La réforme sexuelle des révolutionnaires devient un « modèle » pour nombres de réformateurs et d’intellectuels du monde entier (Tamagne, 2005, p. 8). En ces premières années libérales, la révolution est matérielle, anthropologique, sexuelle et rien ne paraît pouvoir lui résister. Les expériences les plus audacieuses et les plus avant-gardistes ont souvent lieu en dehors même de toute organisation centralisatrice (Stites, 1989). Comment la psychanalyse, cette science nouvelle du sexuel et de l’inconscient, ne pourrait-elle pas avoir droit de cité dans cette perspective ? La percée de la psychanalyse en Russie accompagne la percée révolutionnaire et, en vérité, beaucoup de hauts dirigeants russes sont favorables à de telles alliances.

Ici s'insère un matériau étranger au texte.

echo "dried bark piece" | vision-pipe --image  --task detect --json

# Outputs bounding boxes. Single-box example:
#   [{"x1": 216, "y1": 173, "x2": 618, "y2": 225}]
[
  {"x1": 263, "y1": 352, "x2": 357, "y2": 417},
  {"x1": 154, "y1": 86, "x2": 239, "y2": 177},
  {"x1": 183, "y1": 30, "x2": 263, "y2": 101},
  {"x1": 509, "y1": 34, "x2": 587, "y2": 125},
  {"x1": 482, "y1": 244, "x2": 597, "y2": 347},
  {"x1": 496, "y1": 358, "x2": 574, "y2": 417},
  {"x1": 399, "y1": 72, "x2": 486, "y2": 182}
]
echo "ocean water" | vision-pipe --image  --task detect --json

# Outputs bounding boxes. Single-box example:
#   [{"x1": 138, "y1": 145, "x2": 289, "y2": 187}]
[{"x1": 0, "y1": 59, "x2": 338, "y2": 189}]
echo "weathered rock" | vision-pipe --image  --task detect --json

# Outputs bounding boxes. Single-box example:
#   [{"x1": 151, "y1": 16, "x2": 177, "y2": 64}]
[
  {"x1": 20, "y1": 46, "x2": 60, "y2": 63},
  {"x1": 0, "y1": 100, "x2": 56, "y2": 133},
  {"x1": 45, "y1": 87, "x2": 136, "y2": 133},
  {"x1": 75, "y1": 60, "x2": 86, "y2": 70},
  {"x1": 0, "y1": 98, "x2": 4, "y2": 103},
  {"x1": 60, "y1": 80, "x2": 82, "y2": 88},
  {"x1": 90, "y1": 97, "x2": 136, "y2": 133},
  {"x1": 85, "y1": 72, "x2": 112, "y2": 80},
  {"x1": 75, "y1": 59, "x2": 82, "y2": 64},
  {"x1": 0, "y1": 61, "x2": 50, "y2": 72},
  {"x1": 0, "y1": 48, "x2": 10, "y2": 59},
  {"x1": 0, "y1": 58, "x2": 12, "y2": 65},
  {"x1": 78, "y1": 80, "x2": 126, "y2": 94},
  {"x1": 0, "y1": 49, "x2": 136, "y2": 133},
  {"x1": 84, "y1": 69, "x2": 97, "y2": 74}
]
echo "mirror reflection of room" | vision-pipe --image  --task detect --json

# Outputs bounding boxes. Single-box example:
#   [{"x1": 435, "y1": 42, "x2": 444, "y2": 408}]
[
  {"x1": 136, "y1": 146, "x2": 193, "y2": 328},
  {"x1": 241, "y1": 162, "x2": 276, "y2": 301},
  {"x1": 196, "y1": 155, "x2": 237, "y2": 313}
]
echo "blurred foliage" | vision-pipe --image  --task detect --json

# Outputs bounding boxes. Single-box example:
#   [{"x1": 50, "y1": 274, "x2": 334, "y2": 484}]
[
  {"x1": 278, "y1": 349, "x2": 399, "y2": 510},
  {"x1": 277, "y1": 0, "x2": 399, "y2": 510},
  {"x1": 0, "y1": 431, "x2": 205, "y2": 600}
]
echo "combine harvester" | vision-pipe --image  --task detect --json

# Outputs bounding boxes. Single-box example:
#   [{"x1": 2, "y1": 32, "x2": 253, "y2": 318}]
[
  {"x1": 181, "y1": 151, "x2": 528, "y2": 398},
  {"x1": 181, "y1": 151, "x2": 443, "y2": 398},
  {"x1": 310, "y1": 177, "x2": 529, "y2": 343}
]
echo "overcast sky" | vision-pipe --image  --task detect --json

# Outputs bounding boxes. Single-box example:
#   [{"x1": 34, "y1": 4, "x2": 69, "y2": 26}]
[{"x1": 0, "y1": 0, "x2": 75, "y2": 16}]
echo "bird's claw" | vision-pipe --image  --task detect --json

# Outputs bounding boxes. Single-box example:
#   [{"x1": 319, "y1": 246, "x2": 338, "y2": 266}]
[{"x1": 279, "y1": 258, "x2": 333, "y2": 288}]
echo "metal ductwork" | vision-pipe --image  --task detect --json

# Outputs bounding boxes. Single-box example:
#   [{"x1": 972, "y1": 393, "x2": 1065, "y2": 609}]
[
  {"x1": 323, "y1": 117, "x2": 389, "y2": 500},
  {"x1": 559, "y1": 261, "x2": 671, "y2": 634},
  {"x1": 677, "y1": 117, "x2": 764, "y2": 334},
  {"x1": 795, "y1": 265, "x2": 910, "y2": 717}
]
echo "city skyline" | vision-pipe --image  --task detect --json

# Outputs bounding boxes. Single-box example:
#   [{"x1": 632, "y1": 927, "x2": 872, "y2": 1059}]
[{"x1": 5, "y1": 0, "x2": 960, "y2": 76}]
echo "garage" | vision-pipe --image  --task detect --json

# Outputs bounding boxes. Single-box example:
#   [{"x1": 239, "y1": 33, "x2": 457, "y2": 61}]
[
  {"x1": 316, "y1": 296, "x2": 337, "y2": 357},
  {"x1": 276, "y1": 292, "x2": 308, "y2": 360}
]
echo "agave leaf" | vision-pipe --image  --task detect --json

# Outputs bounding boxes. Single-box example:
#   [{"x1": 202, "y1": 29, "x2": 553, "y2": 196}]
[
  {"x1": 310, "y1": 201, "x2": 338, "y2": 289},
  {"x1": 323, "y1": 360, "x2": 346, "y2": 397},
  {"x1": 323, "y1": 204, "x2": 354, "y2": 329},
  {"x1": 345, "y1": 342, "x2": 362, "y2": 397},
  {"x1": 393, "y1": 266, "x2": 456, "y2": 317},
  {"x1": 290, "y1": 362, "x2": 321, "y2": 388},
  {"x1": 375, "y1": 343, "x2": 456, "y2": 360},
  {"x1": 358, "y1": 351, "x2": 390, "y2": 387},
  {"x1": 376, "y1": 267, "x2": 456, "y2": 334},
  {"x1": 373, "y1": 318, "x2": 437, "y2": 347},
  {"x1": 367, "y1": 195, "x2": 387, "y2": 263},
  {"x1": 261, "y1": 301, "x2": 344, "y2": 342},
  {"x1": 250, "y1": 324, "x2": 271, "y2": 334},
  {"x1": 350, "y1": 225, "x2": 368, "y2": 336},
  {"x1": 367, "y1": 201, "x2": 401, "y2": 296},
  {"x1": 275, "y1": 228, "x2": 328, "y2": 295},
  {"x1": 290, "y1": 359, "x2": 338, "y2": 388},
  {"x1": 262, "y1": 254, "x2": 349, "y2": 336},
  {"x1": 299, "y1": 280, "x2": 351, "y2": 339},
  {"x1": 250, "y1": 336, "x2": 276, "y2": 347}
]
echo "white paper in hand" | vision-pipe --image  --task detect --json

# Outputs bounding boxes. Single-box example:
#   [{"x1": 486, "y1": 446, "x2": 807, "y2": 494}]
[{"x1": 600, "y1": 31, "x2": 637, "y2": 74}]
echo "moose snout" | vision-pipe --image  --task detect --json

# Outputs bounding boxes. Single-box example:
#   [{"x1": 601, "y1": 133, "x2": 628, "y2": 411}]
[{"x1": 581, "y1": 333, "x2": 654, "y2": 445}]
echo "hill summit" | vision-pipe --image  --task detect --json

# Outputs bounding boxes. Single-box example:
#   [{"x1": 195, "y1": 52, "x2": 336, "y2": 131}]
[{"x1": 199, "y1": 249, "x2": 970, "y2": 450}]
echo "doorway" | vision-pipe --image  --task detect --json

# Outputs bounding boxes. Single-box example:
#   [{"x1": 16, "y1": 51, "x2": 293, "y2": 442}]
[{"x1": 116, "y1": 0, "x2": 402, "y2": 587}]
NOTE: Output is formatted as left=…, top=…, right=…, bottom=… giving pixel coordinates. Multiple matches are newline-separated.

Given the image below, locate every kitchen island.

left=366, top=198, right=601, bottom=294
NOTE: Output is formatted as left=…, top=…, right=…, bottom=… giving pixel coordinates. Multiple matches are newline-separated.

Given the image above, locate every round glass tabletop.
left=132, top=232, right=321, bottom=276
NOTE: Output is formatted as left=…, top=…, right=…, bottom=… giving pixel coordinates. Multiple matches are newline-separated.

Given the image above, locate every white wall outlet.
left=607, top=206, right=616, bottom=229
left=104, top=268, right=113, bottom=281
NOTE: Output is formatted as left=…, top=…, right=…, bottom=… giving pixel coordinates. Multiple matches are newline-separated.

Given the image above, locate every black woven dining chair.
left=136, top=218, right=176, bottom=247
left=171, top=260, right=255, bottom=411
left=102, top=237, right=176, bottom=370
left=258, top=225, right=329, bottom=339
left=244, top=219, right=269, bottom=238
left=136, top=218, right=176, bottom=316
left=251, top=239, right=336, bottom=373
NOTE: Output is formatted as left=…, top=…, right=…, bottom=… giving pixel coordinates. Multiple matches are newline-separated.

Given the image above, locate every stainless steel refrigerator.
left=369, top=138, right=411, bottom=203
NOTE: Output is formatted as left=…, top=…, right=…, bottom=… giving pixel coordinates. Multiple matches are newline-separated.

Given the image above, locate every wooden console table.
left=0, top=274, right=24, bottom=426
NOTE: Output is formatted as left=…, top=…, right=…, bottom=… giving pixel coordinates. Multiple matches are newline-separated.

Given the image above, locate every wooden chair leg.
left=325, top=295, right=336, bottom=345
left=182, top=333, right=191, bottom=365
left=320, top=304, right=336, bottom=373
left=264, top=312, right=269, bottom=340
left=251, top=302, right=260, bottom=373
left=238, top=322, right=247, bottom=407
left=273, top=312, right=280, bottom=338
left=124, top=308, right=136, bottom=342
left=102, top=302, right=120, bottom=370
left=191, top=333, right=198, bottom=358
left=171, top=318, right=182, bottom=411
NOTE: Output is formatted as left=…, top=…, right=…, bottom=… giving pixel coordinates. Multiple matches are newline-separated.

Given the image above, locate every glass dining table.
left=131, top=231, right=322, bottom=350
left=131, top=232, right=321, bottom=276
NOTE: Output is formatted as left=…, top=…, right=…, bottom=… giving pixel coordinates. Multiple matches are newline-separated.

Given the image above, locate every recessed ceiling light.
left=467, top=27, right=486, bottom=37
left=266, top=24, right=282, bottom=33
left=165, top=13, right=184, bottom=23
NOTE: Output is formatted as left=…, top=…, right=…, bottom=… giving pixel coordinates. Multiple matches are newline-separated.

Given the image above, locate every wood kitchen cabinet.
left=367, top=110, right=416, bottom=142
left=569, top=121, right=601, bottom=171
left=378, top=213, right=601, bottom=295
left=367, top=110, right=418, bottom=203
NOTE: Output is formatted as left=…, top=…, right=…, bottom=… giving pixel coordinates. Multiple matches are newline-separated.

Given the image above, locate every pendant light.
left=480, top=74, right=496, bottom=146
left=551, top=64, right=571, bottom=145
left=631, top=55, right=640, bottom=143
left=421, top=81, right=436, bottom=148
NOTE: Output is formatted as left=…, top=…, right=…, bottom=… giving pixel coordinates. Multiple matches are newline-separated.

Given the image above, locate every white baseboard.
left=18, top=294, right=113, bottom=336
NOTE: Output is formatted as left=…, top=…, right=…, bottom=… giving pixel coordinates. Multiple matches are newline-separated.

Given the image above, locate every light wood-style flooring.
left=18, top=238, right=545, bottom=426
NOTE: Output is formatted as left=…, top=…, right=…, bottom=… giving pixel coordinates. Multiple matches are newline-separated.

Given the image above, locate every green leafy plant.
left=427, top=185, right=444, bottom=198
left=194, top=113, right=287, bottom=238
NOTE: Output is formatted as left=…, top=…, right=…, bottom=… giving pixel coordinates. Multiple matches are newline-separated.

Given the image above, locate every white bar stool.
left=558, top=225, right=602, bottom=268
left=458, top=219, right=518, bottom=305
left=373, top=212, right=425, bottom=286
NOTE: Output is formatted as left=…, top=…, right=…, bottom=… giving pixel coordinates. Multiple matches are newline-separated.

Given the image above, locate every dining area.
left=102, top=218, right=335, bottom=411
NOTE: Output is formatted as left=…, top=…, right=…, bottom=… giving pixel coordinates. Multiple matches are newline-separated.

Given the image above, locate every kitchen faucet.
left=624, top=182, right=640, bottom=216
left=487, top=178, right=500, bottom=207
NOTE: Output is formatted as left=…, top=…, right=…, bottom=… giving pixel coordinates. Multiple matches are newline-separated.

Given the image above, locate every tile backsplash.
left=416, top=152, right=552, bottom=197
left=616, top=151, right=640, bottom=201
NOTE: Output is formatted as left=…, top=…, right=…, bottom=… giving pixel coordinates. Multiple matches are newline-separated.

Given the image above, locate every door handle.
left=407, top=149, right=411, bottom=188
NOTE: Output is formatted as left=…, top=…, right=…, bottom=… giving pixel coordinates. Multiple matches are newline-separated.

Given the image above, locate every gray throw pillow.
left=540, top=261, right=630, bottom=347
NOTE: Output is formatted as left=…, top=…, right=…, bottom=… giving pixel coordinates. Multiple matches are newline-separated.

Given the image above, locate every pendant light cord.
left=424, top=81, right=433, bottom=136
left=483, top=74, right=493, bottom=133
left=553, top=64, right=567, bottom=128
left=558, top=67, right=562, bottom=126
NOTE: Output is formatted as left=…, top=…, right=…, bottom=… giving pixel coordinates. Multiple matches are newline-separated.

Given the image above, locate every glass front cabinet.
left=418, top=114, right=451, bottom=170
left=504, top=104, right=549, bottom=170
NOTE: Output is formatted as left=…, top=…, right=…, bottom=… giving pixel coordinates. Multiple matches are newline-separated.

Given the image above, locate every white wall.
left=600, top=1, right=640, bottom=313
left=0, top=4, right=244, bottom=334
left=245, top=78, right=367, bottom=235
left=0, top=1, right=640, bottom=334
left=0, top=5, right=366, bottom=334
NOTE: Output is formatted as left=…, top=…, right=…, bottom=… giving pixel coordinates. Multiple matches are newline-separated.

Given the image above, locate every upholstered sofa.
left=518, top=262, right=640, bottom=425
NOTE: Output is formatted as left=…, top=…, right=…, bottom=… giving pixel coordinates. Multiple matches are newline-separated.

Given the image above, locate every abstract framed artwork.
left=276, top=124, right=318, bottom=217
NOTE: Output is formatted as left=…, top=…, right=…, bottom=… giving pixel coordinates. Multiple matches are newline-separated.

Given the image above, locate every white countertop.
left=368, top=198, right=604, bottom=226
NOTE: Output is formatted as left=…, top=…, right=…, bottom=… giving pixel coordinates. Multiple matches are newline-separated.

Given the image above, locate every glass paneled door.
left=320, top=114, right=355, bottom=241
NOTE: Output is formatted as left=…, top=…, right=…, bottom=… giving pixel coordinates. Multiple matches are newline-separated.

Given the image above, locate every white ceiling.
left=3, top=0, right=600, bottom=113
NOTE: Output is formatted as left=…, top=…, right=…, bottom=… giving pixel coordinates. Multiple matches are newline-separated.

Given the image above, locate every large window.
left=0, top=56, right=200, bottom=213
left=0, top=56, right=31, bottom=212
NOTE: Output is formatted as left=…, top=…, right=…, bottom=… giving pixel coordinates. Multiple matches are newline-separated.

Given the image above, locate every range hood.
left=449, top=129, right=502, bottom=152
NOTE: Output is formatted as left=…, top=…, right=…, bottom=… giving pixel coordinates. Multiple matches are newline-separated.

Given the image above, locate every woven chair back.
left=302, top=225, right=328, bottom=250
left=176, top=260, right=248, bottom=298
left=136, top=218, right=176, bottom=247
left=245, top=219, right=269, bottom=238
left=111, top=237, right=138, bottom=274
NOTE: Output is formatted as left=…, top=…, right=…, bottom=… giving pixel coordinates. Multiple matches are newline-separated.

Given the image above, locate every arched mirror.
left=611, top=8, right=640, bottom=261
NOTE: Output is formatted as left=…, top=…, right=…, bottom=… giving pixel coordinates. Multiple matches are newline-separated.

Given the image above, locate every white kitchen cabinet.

Analyste reconnue avant la guerre et engagée dès la première révolution russe de 1905, le docteur Tatiana Rosental, continue après 17 dans la ville révolutionnaire de Petrograd de soigner les malades mentaux par la psychanalyse et de diffuser « ses principes psychologiquement libérateurs ». Pour elle, il n’existe nulle coupure entre Marx et Freud, au contraire (Marti, 1976, p. 205). Cette authentique conviction qui correspond à son engagement total, notamment dans la clinique infantile dans laquelle elle place ses espoirs (elle dirige une école pour enfants de la rue), était une position relativement courante chez les analystes d’alors. C’est également dans cette perspective que l’institut psychanalytique d’Etat sera crée, auquel une maison psychanalytique pour enfants inédite, dirigée par Véra Schmidt, sera rattachée. Membre de la société psychanalytique de Vienne et proche de Freud, Martin Pappenheim, de retour d’un voyage en Russie, affirme « qu’il y’a un intérêt considérable pour la psychanalyse à Moscou ». Certains des travaux des analystes russes étaient déjà publiés dans la revue freudienne (Miller, 2001, p. 87-90). On comprend l’intérêt de Freud. La psychanalyse est en effet enseignée dans les institutions de manière officielle, comme toute autre discipline. La maison gouvernementale de publication des Soviets établit « La nouvelle librairie psychanalytique russe». C’est un succès de librairie. Les stocks d’ouvrages psychanalytiques sont rapidement épuisés et vont faire l’objet de constantes rééditions. Mieux encore, plusieurs cliniques psychiatriques et centres d’accueil traitent leurs patients avec la méthode psychanalytique de manière gratuite. Le vœu freudien exprimé dans son discours de Budapest est réalisé : les pauvres ont le droit à la psychanalyse comme à l’aide chirurgicale. Il était donc normal que Freud, comme la grande majorité de ses collègues, soutiennent les analystes russes et le ralliement de la Société Russe de Psychanalyse à l’IPA[10]. De même, Freud approuvera Sabrina Spielrein (Freud, Spielrien, 2004) qui rejoint l’institut psychanalytique d’état, où elle exercera de nombreuses fonctions (Richebacher, 2009) aux côtés d’Ermakov et de Wulff.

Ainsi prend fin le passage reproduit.